Pero ya sabemos que nadie se escapa a la solidaridad del Estado.
Datos
personales atraviesan hoy las invisibles fronteras. Se preguntaba Somini
Sengupta en The New York Times, en abril de este año: «¿De verdad valoramos
nuestra privacidad?», porque lo cierto es que revelamos, no ya de manera
consciente, como los freaks de los programas televisivos, sino
inconscientemente, más datos personales de los que imaginamos: «Facebook puede
ser especialmente valioso para los robos de identidad, especialmente cuando la fecha
de nacimiento de un usuario es visible para el público». Señalaba Michael
Ignatieff que «la vida democrática es un pacto difícil», y es que una de las
claves de las sociedades democráticas, sociedades de votantes y contribuyentes,
es el más escrupuloso respeto al individuo y a su privacidad, siempre, claro
está, que tal privacidad no lesione derechos ajenos. Esta sociedad antes
vigilada y ahora autovigilada pareciera que tiende, como ha señalado Giorgio
Ambagen, «a la gestión del desorden».
Sociedad
de la sospecha, de la cámara, del control obsesivo (alimentario, sanitario,
tráfico). Refuerza el poder del Estado y debilita el del individuo, acosado por
rocambolescas legislaciones pergeñadas en la oscuridad de un destartalado
despacho burocrático.
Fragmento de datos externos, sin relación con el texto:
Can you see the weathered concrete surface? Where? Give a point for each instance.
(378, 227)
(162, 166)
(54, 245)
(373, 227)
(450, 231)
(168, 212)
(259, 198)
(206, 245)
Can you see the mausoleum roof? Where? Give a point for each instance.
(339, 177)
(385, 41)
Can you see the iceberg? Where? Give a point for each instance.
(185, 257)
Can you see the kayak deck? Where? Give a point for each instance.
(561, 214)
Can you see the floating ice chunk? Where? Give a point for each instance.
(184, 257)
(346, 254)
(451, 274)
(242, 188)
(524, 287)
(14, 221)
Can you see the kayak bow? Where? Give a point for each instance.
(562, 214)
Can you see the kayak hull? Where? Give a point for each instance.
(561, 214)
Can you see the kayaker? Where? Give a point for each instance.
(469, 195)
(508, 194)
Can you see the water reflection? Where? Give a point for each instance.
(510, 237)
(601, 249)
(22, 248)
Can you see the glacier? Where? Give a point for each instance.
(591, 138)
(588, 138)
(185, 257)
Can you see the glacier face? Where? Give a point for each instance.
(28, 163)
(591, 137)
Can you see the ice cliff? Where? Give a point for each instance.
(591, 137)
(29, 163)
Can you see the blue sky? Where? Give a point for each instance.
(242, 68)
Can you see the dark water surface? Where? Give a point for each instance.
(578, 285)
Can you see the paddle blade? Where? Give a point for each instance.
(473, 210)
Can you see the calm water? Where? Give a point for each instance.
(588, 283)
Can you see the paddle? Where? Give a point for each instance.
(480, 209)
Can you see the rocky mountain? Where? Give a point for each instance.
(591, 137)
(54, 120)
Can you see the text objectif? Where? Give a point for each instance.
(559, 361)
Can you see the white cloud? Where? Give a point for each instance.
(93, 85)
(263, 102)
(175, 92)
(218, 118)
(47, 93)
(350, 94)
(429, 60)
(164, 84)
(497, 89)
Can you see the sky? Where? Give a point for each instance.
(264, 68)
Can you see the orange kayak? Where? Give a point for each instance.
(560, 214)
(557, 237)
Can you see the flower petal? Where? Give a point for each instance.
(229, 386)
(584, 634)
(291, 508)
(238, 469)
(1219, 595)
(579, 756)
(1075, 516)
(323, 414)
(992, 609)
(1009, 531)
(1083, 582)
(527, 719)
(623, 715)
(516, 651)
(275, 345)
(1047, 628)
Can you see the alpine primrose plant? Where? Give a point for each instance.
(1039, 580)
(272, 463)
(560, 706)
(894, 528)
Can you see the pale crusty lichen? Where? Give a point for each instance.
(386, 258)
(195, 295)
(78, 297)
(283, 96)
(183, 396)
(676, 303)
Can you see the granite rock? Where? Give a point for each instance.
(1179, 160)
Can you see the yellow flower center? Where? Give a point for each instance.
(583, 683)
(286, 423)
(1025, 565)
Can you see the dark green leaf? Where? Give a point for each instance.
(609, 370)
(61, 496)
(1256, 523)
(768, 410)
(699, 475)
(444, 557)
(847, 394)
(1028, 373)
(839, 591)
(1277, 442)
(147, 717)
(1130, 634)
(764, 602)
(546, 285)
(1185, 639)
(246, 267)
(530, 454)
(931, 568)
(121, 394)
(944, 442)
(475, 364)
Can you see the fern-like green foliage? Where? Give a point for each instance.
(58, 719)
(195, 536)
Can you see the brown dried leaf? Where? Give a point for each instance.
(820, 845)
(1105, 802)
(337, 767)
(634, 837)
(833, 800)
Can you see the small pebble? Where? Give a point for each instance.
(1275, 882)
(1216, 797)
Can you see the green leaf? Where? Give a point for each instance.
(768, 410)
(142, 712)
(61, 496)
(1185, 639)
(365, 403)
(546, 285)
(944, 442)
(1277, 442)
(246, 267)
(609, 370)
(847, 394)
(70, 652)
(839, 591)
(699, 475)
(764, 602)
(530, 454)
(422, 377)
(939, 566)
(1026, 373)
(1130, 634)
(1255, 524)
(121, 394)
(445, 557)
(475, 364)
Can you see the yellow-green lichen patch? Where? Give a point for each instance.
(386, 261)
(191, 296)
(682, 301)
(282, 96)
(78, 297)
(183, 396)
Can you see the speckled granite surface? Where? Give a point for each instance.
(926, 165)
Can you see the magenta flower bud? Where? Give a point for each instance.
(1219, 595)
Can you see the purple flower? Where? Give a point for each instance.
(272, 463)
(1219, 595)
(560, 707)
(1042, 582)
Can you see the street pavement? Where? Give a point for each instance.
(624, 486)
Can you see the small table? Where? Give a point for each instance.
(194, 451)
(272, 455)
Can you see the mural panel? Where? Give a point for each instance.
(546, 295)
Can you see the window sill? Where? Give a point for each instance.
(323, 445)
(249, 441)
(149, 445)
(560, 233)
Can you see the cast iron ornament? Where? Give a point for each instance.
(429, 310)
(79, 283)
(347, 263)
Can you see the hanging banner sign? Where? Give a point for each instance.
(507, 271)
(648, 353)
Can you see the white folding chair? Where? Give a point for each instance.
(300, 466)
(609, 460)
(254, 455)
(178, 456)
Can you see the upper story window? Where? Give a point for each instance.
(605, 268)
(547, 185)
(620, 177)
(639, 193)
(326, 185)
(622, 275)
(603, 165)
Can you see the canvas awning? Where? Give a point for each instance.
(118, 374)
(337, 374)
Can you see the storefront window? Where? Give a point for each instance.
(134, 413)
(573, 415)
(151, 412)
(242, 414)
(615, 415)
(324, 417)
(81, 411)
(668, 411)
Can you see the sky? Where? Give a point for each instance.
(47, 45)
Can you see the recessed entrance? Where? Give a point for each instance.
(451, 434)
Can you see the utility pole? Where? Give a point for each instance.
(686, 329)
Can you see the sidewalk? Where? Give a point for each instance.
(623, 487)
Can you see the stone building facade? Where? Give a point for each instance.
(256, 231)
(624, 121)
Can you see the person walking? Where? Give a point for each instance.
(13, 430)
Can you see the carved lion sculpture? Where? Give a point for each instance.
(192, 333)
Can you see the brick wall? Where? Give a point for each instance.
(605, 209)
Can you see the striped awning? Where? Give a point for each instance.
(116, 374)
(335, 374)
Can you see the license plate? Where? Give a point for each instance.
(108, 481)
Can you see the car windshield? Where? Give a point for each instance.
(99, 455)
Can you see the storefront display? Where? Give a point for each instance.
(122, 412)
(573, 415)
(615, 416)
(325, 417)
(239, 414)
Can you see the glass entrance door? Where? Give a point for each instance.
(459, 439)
Lo paradójico del asunto es que las limitaciones a la
libertad que las gentes de las naciones democráticas hoy aceptan habrían sido
impensables hace apenas unas décadas. José Blanco White, un liberal sin neos ni
neas, escribió en El Español el 5 de marzo de 1812: «La libertad verdadera y
práctica no puede fundarse en declaraciones abstractas; su verdadero fundamento
es la protección individual que el ciudadano debe hallar en los tribunales y en
las leyes.» Pero doscientos años después, como bien ha señalado Antonio
Valdecantos, resulta que «el individuo siempre es sospechoso». A más Estado,
menos individuo, mayor control de las conductas, mayor sanción social, sazonada
con el aplauso bobalicón de las audiencias.
Para
el nobel Mario Vargas Llosa: «Vivimos en una época en que aquello que creíamos
el último reducto de la libertad, de la identidad personal, es decir, lo que
hemos llegado a ser mediante nuestras acciones, decisiones, creencias… aquello
que cristaliza nuestra trayectoria vital, ya no nos pertenece, sino de una
manera muy provisional y precaria». Y lo más espeluznante del caso es ese grupo
de gentes que, con una aplicación de móvil, se presenta voluntaria (a fecha de
hoy, más de un millón) para que se registre cada minuto de su vida. «Vivimos en
la era de la vigilancia total» (Tim Weiner, autor de Enemigos: una historia del
FBI), para sí habría querido ese turbio vigilante de vidas que fue J. Edgar
Hoover la actitud de nuestros contemporáneos entregando gozosamente su
intimidad. Así se destruye la sagrada línea que divide lo público y lo privado,
porque lo colectivo arruina lo privado, lo devora, lo reduce a excentricidad y
rareza.
Las
redes cuentan todo, sí, pero de todos. «Vivimos fascinados —recordaba Fernando
Castro en Revista de Occidente— ante la pecera catódica, hechizados por la
insignificancia soporífera, indiferentes, incapaces de decir o hacer algo…
Estamos atrapados en el exhibicionismo delirante de la propia nulidad con una
extraordinaria falta de pudor y un singular servilismo de las víctimas que
participan de la humillación (…) la confesión, conseguida en la oscuridad
morbosa del encuentro con el sacerdote o en la disciplina más agresiva de los
cuerpos, ha perdido cualquier sentido en el momento en que toda la gente quiere
contar todo. Lo banal aumenta su escala, el nuevo banderín de enganche promete
entretenimiento, el circo mediático eleva a los altares la estupidez sin
asideros. Hace tiempo que los freaks tomaron el mando de las operaciones». Y
como señaló Claude Chabrol, «la tontería es mucho más fascinante que la
inteligencia. La inteligencia tiene límites; la tontería, no». ¿De qué
extrañarse, entonces, de los lamentables acosos? Si se alimentan desde dentro.